My parents were told nothing of this. Apparently, other things were of higher priority back then.

So everything that my parents told me about the war was true. Not a single word was invented. Not a single day was moved. Everything told to me about my brother, the neighbor, and the German group commander - everything matched, all confirmed in an incredible way. After my brother was taken away with my mother all alone, my father was finally able to walk with crutches and was sent home. When he made his way to his building, he saw that there were medics carrying corpses out of the entrance. He identified one of them as my mother. He came up to them and it seemed to him that she was breathing. He told the medics: “She’s still alive!” “She’ll pass away along the way”, said the nurses. “She’ll not survive now.” He said that he pounced on them, attacking them with his crutches and forced them to lift her back into the apartment. They told him: “Well, we’ll do as you say, but know that we will not come here for another two, three, or four weeks. You’ll have to sort it out yourself then.” My father nursed her back to life. She survived.
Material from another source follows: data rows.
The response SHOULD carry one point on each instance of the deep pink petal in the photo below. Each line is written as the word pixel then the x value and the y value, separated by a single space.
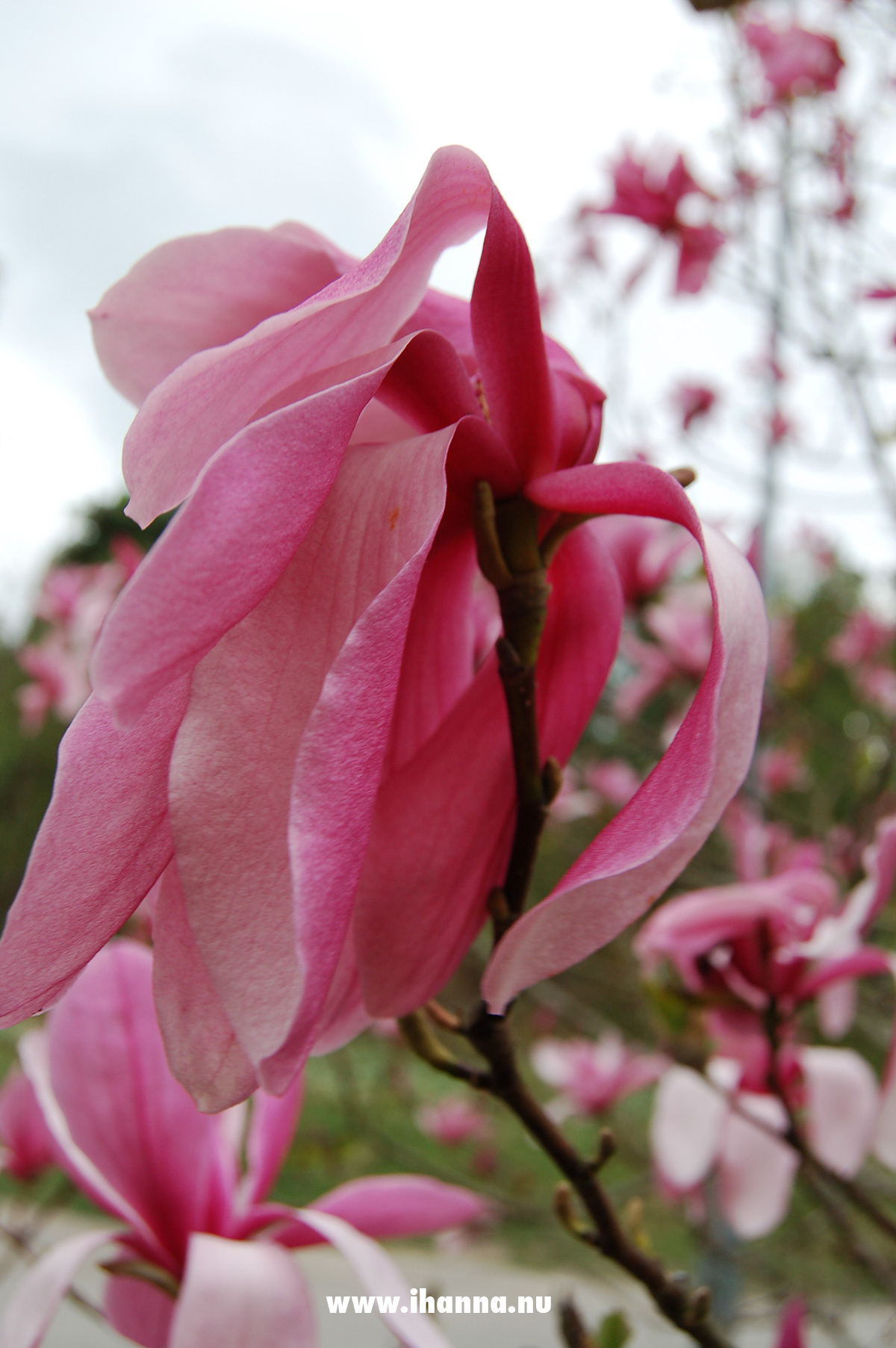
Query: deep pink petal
pixel 139 1311
pixel 124 1108
pixel 239 1294
pixel 755 1168
pixel 442 833
pixel 37 1299
pixel 199 291
pixel 199 1043
pixel 402 1205
pixel 655 835
pixel 271 1131
pixel 507 331
pixel 378 1274
pixel 103 844
pixel 841 1107
pixel 686 1127
pixel 252 507
pixel 329 631
pixel 214 394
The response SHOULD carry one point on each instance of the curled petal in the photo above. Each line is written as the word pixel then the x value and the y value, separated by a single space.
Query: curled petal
pixel 686 1127
pixel 102 847
pixel 841 1107
pixel 214 394
pixel 239 1293
pixel 659 830
pixel 378 1276
pixel 201 291
pixel 37 1299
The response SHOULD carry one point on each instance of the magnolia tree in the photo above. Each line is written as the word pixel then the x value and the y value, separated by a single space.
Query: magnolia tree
pixel 400 629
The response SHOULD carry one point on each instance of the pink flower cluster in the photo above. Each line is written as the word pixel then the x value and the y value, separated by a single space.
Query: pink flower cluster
pixel 298 738
pixel 73 603
pixel 646 193
pixel 199 1255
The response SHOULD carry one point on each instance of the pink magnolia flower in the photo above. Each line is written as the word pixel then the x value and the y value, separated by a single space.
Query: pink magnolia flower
pixel 201 1258
pixel 26 1145
pixel 290 731
pixel 712 1123
pixel 453 1122
pixel 694 402
pixel 655 199
pixel 862 638
pixel 647 552
pixel 75 600
pixel 795 62
pixel 779 939
pixel 593 1075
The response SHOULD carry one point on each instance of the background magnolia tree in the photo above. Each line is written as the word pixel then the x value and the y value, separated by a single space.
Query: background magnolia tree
pixel 728 1063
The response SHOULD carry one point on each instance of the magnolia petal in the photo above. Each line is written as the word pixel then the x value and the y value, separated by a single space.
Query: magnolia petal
pixel 755 1169
pixel 686 1127
pixel 241 1294
pixel 402 1205
pixel 122 1105
pixel 201 1045
pixel 139 1311
pixel 199 291
pixel 441 832
pixel 252 507
pixel 650 840
pixel 247 801
pixel 507 331
pixel 34 1053
pixel 378 1274
pixel 103 844
pixel 35 1301
pixel 271 1131
pixel 841 1107
pixel 216 393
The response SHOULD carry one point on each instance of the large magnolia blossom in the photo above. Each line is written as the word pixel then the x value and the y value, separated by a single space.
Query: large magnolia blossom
pixel 296 731
pixel 202 1258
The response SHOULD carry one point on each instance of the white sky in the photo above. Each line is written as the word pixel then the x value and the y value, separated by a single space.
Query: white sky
pixel 124 123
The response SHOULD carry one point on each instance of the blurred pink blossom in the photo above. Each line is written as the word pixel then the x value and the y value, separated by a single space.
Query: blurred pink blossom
pixel 646 193
pixel 795 61
pixel 194 1217
pixel 453 1122
pixel 694 402
pixel 593 1075
pixel 26 1145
She lived on until 1999. My father died in late 1998.



After the blockade was lifted, they moved to the homeland of their parents in the Tver province and lived there until the end of the war. Father’s family was quite large. He had six brothers, five of whom were killed in the war. This was a disaster for the family. My mother’s relatives also died. I was to be a late child as my mother gave birth to me when she was 41 years old.

Our situation was not unique. There was, after all, not a family from which someone didn’t die. And out of all the grief, misfortune, and tragedy that my parents endured, they still harbored no hatred for the enemy, which is simply amazing. To be honest, I still cannot fully understand it. My mother was a very kind and gentle person. I can remember her saying: “Well, what kind of hatred can one have toward these soldiers? They are simple people and also died in the war.” It’s amazing. We were brought up on Soviet books, movies, and hatred. But she somehow did not have it in her. I can still clearly remember her words: “Well, what can you have against them? They are also hard workers, just like us. They were simply forced to the front.”


These are the words that I remember from my childhood.